Blood-Bronchus Barrier

Baby is a ten-years old mixed breed dog who weighs about twenty pounds.  She shares her home with two nice people, and two nice dogs, a six-years old Chihuahua and a sixteen-years old Chihuahua.  Baby’s owners had been taking her to another veterinarian for a chronic cough.  She had been coughing for over two months. In that time, she has been treated with five (count ’em, FIVE) different antibiotics without improvement.  They gave the antibiotic for a week, she didn’t get better, they went back and got another one. She seemed to do a little better when she received a cortisone shot along with one of the antibiotic treatments, but when it wore off, she was coughing as badly as ever.  They finally decided they would like a second opinion.

Her chest didn’t sound bad with the stethoscope and her throat looked okay.  There were no swollen lymph nodes. Temperature was normal, as was her blood count.  Time for antibiotic number six? Probably not.  Chest X-rays didn’t show any lung congestion.  It seems that she has disease in her small airways, the bronchioles.  Maybe there’s something in the home causing some sort of allergic inflammation. After all, the only time she really got any better was with the cortisone, and her two house-mates haven’t been coughing at all.  It seemed logical, but cortisone and cough suppressants didn’t help much.  A bronchodilator to open up those little airways didn’t help much either.

Fortunately (?) there was a new development in the case: both house-mates began coughing, too.    Now, with a chronic cough that could be caused by an infection, that hasn’t responded to five different antibiotic treatments, you’d really like to hit the right medicine this time.  So how are you going to do that?  With a trans-tracheal wash, that’s how.  Under light anesthesia, we use a brand-new sterile endotracheal tube to keep the windpipe open. Then we pass a sterile tube about the size of a pencil lead through that, and all the way down deep into the airways.  A small amount of sterile saline solution is flushed in and sucked back out again.  The recovered fluid, plus any bonus phlegm, should represent what’s going on deep down in those airways.  Since anesthesia is required, we picked the six-year old housemate for our subject, since they are ALL coughing now, and she’s the youngest and healthiest of the three.
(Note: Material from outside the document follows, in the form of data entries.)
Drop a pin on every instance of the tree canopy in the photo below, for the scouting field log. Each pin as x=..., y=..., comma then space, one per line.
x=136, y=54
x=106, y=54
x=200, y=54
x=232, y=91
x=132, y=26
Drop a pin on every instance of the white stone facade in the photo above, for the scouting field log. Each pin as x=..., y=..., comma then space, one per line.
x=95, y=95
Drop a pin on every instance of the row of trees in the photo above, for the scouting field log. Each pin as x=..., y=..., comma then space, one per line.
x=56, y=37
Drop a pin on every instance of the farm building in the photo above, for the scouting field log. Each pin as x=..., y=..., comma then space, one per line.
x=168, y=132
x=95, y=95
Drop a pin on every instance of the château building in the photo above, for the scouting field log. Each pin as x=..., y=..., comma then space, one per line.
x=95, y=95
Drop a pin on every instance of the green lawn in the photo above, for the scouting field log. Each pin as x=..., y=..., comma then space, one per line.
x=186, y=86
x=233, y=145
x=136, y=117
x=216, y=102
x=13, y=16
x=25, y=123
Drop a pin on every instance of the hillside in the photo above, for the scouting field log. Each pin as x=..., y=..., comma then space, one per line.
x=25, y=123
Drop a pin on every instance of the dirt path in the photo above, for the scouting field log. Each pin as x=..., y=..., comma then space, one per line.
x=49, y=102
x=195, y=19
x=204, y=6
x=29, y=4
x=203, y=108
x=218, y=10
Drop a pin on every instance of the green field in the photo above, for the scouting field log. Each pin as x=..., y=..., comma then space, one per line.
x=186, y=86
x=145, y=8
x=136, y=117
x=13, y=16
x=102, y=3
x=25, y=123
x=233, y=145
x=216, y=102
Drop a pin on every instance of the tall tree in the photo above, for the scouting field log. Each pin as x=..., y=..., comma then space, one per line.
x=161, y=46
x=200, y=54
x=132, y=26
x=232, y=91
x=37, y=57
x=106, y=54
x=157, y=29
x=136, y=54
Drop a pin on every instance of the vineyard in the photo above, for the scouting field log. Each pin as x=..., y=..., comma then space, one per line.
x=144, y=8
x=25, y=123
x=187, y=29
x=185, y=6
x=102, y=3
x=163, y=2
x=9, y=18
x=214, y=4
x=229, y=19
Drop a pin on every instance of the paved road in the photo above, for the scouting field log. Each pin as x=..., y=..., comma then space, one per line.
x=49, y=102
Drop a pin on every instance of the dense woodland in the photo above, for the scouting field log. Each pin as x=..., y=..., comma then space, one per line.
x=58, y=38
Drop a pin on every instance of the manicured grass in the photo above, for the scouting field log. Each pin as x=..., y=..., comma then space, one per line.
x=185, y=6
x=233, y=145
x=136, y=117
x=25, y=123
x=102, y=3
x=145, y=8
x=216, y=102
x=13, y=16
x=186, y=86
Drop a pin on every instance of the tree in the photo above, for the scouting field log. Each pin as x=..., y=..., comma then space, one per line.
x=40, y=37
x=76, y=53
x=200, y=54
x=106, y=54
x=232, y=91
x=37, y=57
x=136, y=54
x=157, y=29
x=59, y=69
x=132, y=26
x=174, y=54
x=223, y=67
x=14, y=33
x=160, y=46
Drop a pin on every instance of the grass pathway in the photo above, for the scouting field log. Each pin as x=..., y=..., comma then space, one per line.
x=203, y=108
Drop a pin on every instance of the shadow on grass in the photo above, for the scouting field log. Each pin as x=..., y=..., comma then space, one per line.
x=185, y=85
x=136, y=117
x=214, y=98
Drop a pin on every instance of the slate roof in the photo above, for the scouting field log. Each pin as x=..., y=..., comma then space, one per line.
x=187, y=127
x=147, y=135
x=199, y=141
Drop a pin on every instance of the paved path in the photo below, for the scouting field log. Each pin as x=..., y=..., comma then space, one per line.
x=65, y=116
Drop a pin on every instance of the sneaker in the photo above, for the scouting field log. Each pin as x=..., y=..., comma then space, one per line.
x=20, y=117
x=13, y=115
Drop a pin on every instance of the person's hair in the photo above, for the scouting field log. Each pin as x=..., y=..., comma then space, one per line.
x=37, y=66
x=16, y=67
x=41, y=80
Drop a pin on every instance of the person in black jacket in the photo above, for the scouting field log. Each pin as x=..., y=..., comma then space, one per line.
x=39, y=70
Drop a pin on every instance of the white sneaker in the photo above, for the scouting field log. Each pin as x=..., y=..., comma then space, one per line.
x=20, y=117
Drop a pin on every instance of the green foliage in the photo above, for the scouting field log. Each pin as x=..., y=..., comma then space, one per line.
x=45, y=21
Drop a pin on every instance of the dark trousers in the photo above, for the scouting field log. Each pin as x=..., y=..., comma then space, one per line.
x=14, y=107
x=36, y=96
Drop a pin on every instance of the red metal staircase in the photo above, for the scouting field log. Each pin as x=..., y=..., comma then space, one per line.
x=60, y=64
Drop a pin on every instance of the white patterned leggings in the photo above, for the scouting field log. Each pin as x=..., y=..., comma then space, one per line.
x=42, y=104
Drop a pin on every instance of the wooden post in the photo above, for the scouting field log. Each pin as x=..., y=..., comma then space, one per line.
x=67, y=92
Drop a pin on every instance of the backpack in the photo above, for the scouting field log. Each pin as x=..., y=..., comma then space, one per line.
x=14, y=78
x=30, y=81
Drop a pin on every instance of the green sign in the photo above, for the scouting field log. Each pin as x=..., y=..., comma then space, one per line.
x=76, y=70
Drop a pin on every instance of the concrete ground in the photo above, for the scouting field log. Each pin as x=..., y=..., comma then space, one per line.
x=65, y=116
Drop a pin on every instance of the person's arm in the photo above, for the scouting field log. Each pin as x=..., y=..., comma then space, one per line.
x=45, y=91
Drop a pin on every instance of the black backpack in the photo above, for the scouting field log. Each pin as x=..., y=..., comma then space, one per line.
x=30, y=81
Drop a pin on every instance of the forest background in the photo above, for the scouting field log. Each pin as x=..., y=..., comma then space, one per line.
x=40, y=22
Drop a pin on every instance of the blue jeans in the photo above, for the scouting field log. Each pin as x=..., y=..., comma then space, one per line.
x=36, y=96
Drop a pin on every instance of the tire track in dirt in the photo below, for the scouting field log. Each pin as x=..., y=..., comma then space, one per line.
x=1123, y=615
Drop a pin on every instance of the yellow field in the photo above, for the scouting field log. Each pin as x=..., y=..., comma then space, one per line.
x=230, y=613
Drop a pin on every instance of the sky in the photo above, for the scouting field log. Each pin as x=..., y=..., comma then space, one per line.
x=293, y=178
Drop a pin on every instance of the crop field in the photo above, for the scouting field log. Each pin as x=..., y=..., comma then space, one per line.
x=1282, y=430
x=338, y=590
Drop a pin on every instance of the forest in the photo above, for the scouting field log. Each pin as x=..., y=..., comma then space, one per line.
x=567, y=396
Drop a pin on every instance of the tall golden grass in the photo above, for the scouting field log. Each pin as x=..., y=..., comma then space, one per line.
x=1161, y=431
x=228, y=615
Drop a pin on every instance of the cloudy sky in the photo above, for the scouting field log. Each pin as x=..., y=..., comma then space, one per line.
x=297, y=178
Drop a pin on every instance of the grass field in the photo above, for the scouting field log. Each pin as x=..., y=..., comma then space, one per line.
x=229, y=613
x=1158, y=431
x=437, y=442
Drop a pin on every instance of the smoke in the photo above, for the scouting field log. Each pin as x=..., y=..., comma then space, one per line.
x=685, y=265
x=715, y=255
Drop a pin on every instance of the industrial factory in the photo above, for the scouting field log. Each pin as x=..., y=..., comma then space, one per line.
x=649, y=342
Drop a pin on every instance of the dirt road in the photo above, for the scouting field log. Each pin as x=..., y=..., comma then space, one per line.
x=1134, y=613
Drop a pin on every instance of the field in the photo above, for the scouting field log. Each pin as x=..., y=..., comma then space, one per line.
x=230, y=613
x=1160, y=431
The clinical pathologist looked at the glop under the microscope and didn’t see any bacteria and no infection-fighting cells to speak of.  She thought it was some kind of allergic reaction.  Ah, but when the culture came back, there was a heavy growth of Bordetella, the germ commonly associated with the "kennel cough" syndrome. Whaddayaknow? It was an infection all the time.

Now here’s the weird thing.  When the laboratory grows our germ, they also test it to see which antibiotics will kill the nasty little rascals.  Oddly enough, this Bordetella gets a report card that says all five medicines Baby received should kill it dead.  Only the whole (dog) family’s coughing.  Why didn’t Baby get well?  Why is she still coughing and finally managed to give the germ to everybody?

It’s like this:  the medicine dissolves in the stomach, gets absorbed into the bloodstream, diffuses into the body cells, goes all over…almost.  There is some kind of a barrier between the bloodstream and certain organs: the brain, the prostate, and the cells that line the bronchial tubes.  The medicine doesn’t get from the bloodstream into the mucus and crud that lines those airways.  This is why five different kinds of antibiotic pills didn’t work.  The bacteria just laugh and keep on trucking.

They’re not laughing now, though.  We are using a nebulizer to make the antibiotic into a mist that the dogs breathe right on down into their airways.  Antibiotic rain on a microscopic scale will be hitting those germs like acid rain on a national monument. They will be toast…or soup, or something.  They will die, and the dogs will get well.  Now we do the laughing.